= Latent growth modeling =

Statistical technique

Latent growth modeling is a statistical technique used in the structural equation modeling (SEM) framework to estimate growth trajectories. It is a longitudinal analysis technique to estimate growth over a period of time. It is widely used in the social sciences, including psychology and education. It is also called latent growth curve analysis. The latent growth model was derived from theories of SEM. General purpose SEM software, such as OpenMx, lavaan (both open source packages based in R), AMOS, Mplus, LISREL, or EQS among others may be used to estimate growth trajectories.

== Background ==
Latent Growth Models represent repeated measures of dependent variables as a function of time and other measures. Such longitudinal data share the features that the same subjects are observed repeatedly over time, and on the same tests (or parallel versions), and at known times. In latent growth modeling, the relative standing of an individual at each time is modeled as a function of an underlying growth process, with the best parameter values for that growth process being fitted to each individual.
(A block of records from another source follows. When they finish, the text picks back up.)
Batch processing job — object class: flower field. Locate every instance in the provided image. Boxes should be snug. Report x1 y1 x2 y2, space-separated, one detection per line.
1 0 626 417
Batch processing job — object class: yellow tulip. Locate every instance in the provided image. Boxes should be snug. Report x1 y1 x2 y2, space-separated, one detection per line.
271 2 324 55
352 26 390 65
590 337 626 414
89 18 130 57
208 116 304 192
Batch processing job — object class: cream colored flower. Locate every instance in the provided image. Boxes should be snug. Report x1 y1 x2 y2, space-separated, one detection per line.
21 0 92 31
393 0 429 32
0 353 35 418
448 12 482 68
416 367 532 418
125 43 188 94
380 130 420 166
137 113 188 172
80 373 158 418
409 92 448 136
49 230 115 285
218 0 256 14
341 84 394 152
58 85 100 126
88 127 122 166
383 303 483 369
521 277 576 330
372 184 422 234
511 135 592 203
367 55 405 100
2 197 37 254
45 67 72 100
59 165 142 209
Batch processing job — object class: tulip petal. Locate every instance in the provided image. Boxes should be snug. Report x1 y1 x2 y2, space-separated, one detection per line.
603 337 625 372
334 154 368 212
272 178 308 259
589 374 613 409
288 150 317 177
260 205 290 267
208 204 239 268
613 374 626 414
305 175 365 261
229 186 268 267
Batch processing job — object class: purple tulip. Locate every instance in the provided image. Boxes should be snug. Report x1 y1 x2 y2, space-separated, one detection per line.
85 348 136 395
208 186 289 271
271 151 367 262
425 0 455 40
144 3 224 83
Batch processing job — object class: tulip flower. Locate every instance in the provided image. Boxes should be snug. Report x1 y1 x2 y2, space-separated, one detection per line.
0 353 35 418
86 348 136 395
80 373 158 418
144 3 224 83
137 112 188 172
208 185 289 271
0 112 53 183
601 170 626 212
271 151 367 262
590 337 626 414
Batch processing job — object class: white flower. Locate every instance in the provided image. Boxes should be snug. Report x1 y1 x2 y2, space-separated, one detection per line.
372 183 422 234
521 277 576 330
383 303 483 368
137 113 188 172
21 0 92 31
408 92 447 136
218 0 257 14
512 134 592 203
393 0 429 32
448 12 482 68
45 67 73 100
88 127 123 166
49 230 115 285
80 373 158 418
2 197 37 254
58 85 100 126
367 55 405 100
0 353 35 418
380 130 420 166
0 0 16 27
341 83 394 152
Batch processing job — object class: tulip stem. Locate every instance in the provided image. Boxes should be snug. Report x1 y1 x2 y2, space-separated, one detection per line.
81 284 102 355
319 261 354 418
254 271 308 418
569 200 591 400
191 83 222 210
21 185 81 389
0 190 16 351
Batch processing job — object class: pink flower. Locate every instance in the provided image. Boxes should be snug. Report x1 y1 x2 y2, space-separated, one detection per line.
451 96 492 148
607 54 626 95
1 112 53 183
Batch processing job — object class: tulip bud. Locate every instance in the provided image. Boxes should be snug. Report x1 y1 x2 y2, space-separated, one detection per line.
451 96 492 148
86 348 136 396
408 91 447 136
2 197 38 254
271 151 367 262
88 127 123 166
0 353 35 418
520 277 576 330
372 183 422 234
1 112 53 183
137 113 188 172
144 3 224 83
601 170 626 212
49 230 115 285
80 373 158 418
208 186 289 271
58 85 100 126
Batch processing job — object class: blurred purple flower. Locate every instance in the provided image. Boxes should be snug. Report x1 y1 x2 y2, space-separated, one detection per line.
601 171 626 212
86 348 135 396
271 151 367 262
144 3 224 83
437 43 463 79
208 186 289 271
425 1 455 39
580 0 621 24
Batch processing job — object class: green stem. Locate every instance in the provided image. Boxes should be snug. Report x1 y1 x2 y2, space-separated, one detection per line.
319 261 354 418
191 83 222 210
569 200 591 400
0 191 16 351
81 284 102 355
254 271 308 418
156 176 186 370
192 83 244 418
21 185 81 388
These models have grown in use in social and behavioral research since it was shown that they can be fitted as a restricted common factor model in the structural equation modeling framework.

The methodology can be used to investigate systematic change, or growth, and inter-individual variability in this change. A special topic of interest is the correlation of the growth parameters, the so-called initial status and growth rate, as well as their relation with time varying and time invariant covariates. (See McArdle and Nesselroade (2003) for a comprehensive review)

Although many applications of latent growth curve models estimate only initial level and slope components, more complex models can be estimated. Models with higher order components, e.g., quadratic, cubic, do not predict even-increasing variance, but require more than two occasions of measurement. It is also possible to fit models based on growth curves with functional forms, often versions of the generalised logistic growth such as the logistic, exponential or Gompertz functions. Though straightforward to fit with versatile software such as OpenMx, these more complex models cannot be fitted with SEM packages in which path coefficients are restricted to being simple constants or free parameters, and cannot be functions of free parameters and data. Discontinuous models where the growth pattern changes around a time point (for example, is different before and after an event) can also be fit in SEM software.

Similar questions can also be answered using a multilevel model approach.